In with the old and also in with the new
The new Hummer EV is unmistakably a Hummer. It is, unimaginably, even bigger than its predecessor — Roadshow reported it to be more than a foot longer than the already gargantuan Hummer H2. It has short front- and rear-overhangs, big wheels, and a flat face. The military mood has been traded for space exploration. More or less, it is shaped like a refrigerator.
But also: Its roof comes off! It’s a pickup truck! There’s a front trunk! It crab walks! Cool!
Armed with these features and gimmicks, the Hummer EV is sure to attract buyers looking for a new toy. But the fact that it still encapsulates the same basic aesthetic from 14 years ago suggests it’s also aimed for the same group of people as before — but with one major difference. The Hummer is now electric.
I don’t yet know who the Hummer EV is for, or indeed who will buy it. But if history is to repeat itself like General Motors seems to want it to, then truck buyers (see also: Schwarzenegger cosplayers) will flock to it.
For a long time, driving an electric car was seen as the enemy to masculinity. Lame environmentalists owned hybrids, wore Birkenstocks, and were vegan. Real men drove trucks, ate bacon, and drank whiskey, Ron Swanson-style. But now that GM has turned the pinnacle of masculine vehicular ownership — the Hummer — into an EV, it could become the inspiration that drives even the most committed gas-guzzling truck lovers to start thinking EVs are cool.

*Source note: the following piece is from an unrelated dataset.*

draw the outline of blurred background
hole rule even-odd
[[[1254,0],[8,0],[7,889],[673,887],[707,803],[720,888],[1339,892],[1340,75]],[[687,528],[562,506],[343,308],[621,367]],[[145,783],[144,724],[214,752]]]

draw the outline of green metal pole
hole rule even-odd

That seems to be its mission, anyway.
Selling an idea
Aside from building a big truck, which is where GM has found the most success with domestic buyers, the company needed to design and build an EV that would really change public perception. GM has made electric cars before — good ones — in the form of the Volt plug-in hybrid and the current Bolt EV, but none of them had the same “cool” factor as a Tesla.
For The Drive, John Voelcker wrote: “GM is betting a ‘Supertruck’ will change that. It hopes its own massive pickup truck sales, bolstered by aggressive grilles and a macho image, can change the conversation around EVs. It’s the first GM electric car ever whose development team calls it ‘a beast’ — frequently.”
He went on: “Put simply, the GMC Hummer EV is the first electric vehicle that does things no gasoline vehicle can do, or does them better — while being audacious just by existing. No one has ever called the 238-mile Chevrolet Bolt EV compact hatchback a beast. You may hear adjectives like sensible, pleasant, capable, and dutiful. But it’s never, ever been badass.”
The Hummer EV has a steep price. An aspirational one, even, because it’s a halo model. And the thing with halo models is you don’t actually have to sell many of them for people to think they’re cool. Their mere existence is enough to get the public talking about them, like Tesla and the Model S.
Yes, the Hummer’s so-called ruggedness and off-roading abilities make me roll my eyes (who is taking a $100,000-plus pickup truck off-roading?). But if it inspires the arguably most resistant and yet-untapped niche of buyers to start thinking about EVs in a positive light, then it will have done its job.